One of my favourites of these, here in Seville, is the Atarazanas. These are the Royal Shipyards - a vast space of brick arches and vaulted ceilings which dates from the 13th century, ranking them as one of the city's oldest structures, along with the Torre de Oro, and the aforementioned Alcazar and Giralda. Instrumental in Seville's period of huge wealth and power, it was here that the ships of the Royal Fleet were built, sailing off to the New World and returning laden with gold, silver and other precious spoils.
The fate of the Atarazanas had looked rosy - there was talk five years ago of a museum of Seville from the aspect of the river Guadalquivir, so crucial in its history; then a plan for a CaixaForum social, cultural and civic centre, run by La Caixa Fundacion (Caixabank) which already has six of these centres in Spain - see my previous Atarazanas post for more details.
In the meantime, there were plans to open the Atarazanas, which have been closed since 2010, to visitors again next year. The shipyards were seen as completing the group of buildings which comprise the UNESCO heritage site: the Cathedral and Giralda, the Archivo de las Indias, and the Alcazar, and providing a crucial link between these world-famous monuments and the nearby river.
On Tuesday, La Caixa Fundacion announced that it will no longer be using the Atarazanas for its new cultural centre; instead this will be located in Seville's most controversial new building-in-process: the Torre Pelli. Responsibility for the historic monument was handed back from La Caixa to the Junta.
This means that the Atarazanas' future - refurbishment, ongoing conservation and a new lease of life as a focal point for the city - has been taken away. The Junta has no financial means to maintain such a large structure, so who know what will happen to it now? Its fate is uncertain.

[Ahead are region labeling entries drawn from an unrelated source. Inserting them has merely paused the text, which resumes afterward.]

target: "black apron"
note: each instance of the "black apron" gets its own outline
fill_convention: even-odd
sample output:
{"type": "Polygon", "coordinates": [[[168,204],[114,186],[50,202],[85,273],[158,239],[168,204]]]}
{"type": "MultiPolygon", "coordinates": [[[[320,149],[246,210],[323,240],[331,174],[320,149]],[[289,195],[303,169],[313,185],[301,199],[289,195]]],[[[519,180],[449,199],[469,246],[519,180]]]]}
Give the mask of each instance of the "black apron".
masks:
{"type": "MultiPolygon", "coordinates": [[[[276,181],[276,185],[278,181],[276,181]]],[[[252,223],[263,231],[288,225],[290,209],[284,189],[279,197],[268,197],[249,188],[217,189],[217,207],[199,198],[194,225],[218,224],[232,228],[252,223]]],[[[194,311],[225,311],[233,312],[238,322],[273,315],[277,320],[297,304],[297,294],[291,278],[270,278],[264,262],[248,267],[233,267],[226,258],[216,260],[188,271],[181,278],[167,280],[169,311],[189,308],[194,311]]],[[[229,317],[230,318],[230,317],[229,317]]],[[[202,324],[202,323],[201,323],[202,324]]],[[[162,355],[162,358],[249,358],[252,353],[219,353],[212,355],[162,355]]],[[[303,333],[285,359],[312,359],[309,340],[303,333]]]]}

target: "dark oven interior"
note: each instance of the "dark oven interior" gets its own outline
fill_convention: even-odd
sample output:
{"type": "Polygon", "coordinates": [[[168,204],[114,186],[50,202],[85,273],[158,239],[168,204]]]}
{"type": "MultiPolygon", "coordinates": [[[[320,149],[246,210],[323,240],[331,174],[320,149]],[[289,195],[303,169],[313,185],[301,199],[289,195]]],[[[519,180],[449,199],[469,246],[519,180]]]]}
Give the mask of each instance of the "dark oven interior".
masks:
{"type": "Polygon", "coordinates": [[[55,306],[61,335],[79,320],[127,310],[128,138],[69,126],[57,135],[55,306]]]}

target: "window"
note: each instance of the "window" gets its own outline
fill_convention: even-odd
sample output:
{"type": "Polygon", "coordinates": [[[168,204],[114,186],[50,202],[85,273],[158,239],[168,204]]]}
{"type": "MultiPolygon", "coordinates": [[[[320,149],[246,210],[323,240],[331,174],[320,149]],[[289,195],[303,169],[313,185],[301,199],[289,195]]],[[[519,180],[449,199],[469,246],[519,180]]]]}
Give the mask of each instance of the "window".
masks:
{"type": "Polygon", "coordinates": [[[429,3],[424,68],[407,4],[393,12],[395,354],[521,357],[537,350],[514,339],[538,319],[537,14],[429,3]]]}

The Mayor, Juan Ignacio Zoido, is blaming the Junta's Consejo de Cultura (the Atarazanas have been handed back to the Junta de Andalucia by Fundacion La Caixa), in an open letter. The architect of the project is blaming the Ayuntamiento for not granting a works licence, suddenly demanded in September (he claims ex-mayor Monteseirin had stated it wasn't neccessary, and that current mayor Zoido told him personally on many occasions that there wouldn't be a problem with the licence.).
This delay in the process is being cited by Fundacion La Caixa as the reason for its change of heart. However sources at the Fundacion told me they're fairly sure that the reason is economical: Caixabank has just bought Cajasol, the controversial 30-million-euro tower's owner, so why would it want to invest 25 million euros in restoring another building?
But from an aesthetic and historical point of view, there is no logical (or sane) comparison, for the location of a new cultural centre in a city like Seville, between a huge, modern tower block outside the city centre, and a medieval architectural jewel right in its heart.
Next Saturday, 24 November, the Fundacion Museo Atarazanas is holding a meeting otuside the building, to attract public support to their cause. I, for one, will be there.